Curtis Stephen is an award-winning New York-based journalist whose work has appeared in the Daily Beast, Newsweek, Newsday, and City Limits magazine. Stephen has served as a stringer with Newsweek and a fellow with the Open Society Institute, where he wrote a series of magazine features on wrongful convictions. Currently, he’s working on a biography of the late New York radio DJ Frankie Crocker entitled CHIEF ROCKER.
Among his reports, Stephen chronicled the case of Colin Warner, who was wrongfully incarcerated for 21 years for a murder he did not commit in a 2002 cover story for City Limits magazine. The story, picked up by NPR, is now the subject of a 2017 film, “Crown Heights,” starring LaKeith Stanfield (whose credits include the FX series “Atlanta.”)
Inspired by Peter Jennings, the late ABC News anchor, Stephen aspired to a career in journalism beginning at the age of 12. “I got the news bug early and discovered it through television,” he recalls. “I often wonder what I’d be doing instead if my mother hadn’t been such a “General Hospital” fan – so thank goodness for Frisco Jones and Robert Scorpio!”

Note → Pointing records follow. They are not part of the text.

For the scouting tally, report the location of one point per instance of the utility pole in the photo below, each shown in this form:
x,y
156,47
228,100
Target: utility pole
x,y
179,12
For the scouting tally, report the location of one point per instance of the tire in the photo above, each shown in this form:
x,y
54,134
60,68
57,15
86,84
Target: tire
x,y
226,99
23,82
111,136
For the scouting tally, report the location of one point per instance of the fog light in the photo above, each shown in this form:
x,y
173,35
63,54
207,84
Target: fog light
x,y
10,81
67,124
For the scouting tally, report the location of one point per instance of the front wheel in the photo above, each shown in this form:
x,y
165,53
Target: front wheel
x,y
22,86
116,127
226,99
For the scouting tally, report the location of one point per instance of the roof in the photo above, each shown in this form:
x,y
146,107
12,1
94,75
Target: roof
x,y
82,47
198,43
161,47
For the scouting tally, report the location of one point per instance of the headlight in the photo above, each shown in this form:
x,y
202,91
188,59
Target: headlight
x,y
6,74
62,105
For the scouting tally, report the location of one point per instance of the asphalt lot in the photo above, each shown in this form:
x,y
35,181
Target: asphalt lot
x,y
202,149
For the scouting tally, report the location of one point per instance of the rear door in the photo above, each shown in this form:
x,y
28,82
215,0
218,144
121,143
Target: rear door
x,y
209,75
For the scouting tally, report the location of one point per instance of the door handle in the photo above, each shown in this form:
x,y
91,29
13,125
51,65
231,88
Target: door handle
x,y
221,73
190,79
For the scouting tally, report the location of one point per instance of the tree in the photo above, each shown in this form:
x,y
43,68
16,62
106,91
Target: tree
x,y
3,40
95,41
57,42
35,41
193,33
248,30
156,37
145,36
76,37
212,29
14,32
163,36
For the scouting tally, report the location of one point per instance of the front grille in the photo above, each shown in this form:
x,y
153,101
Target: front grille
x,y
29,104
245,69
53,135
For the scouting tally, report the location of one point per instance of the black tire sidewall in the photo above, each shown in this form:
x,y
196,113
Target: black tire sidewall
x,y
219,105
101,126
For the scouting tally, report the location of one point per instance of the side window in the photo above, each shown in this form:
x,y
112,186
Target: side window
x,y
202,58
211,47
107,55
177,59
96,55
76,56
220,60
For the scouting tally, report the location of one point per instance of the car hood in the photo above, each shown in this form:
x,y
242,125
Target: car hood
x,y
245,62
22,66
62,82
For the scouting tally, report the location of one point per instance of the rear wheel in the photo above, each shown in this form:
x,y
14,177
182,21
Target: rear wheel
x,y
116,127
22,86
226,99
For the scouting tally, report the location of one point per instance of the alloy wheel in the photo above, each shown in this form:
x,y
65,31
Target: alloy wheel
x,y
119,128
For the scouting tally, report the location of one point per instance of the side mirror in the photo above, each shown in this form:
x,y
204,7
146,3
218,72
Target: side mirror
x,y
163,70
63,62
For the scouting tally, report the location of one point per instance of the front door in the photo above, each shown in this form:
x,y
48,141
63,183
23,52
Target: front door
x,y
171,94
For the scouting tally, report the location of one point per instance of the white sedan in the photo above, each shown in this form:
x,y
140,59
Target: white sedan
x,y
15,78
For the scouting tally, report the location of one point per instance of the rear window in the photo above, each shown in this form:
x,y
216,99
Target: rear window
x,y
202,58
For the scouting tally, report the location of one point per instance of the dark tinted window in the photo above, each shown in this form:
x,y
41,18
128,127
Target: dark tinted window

A graduate of Long Island University’s Brooklyn Campus, Stephen received the Theodore E. Kruglak Award in International Reporting and worked in India with The Times of India and CNN.
Stephen has also worked for CNN in Atlanta, ABC News (“20/20” and “World News Tonight with Peter Jennings”) and WNBC-TV in New York. Stephen was a judge for the National Academy of Television Arts & Sciences’ Emmy Awards (News & Documentary) and is a panelist for the George Polk Awards, which recognizes investigative journalism.
Stephen was one of the last journalists to interview New York City Councilman James E. Davis prior to his 2003 murder inside City Hall. For Newsweek, Stephen reported on the fatal 2002 shooting of Jam Master Jay, a founding member of the pioneering rap group Run-DMC.
He has interviewed everyone from ballet dancer Misty Copeland and fashion designer Betsey Johnson to the legendary writer Stan Lee and recording artist/producer Pharrell Williams.
Stephen has appeared in numerous media outlets, including Ebony, the New York Daily News and BBC Radio. He has received awards from the New York Association of Black Journalists and the Society of Professional Journalists.
A Brooklyn native and resident, Stephen regularly visits New York City schools to address adolescents and teenagers. Stephen’s reporting has taken him around the world, from London to Kingston, Jamaica.
Recognition: In 2003, Stephen was profiled in the New York Daily News’ “Great People” column. In 2007, Stephen was dubbed “Journalist of the Year” on the blog, Brooklyn Ron. In 2008, his work received an award from the National Council on Crime and Delinquency. In 2014, Stephen was named a “40 Under 40” honoree by Caribbean Life.